In this post I will detail the investigation process I followed while responding to a request backlog alert.
High level overview of the alerting service
flowchart TD
HAProxy --> App --> Storage
I’ve redacted any identifiable information, however the methodolgy remains the same.
Frontend (HAProxy)
The halog
tool can generate lots of useful reports. Adjust the time slice so you have a decent buffer before and after the time of the incident.

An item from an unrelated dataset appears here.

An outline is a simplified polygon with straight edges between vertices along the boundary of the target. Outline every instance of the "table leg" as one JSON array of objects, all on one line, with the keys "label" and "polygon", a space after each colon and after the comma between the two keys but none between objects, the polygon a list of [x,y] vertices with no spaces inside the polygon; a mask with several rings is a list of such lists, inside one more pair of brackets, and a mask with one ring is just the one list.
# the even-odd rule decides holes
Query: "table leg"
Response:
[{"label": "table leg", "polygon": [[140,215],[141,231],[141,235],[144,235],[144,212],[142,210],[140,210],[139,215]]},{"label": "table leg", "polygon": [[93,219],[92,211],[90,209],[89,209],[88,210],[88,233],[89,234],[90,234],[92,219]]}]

The snippet below will generate a series of reports:
- URL averages
- URL total times OK averages
- Connect/response histogram 1
The -e
flag filters by errors.
sudo cat /var/log/haproxy.log|halog -time "$(date '+%s' -d '6 hour ago')" -H -ua|awk 'NR==1;NR>1{print $0 | "sort -rnk4"}'|head -n25|column -t
sudo cat /var/log/haproxy.log|halog -e -time "$(date '+%s' -d '6 hour ago')" -H -uto|awk 'NR==1;NR>1{print $0 | "sort -rnk4"}'|head -n25|column -t
sudo cat /var/log/haproxy.log|halog -time "$(date '+%s' -d '6 hour ago')" -pct -q
sudo cat /var/log/haproxy.log|halog -time "$(date '+%s' -d '6 hour ago')" -H -srv|awk 'NR==1;NR>1{print $0 | "sort -rnk12"}'|column -t
Application server
Capture 5 minutes worth of TCP header data. Limit pcap file size to 500M. Absolute sequence numbers 2 .
intf=
timeout 300s tcpdump -i "${intf?}" -vvvSs 1500 -C500 -w cap_5m.pcap 'tcp && net 10.0.0.0/16'
Analyse the data with tshark
> cap.analysis \
tshark -r cap_5m.pcap -t ud \
-z \
endpoints,tcp \
-z \
expert,comment,tcp \
-T \
fields \
-e \
_ws.col.Time \
-e \
ip.src \
-e \
ip.dst \
-e \
tcp.dstport \
-e \
_ws.expert.message \
-e \
_ws.expert.severity \
-e \
_ws.expert.group \
-e \
_ws.col.Info
Identify any problematic flows from the cap.analysis
file tshark generated. In my case, I observed a high rate of TCP Window Full responses from the server, indicating that the application was pushing too much data to it, or the server may be having systemic overload issues.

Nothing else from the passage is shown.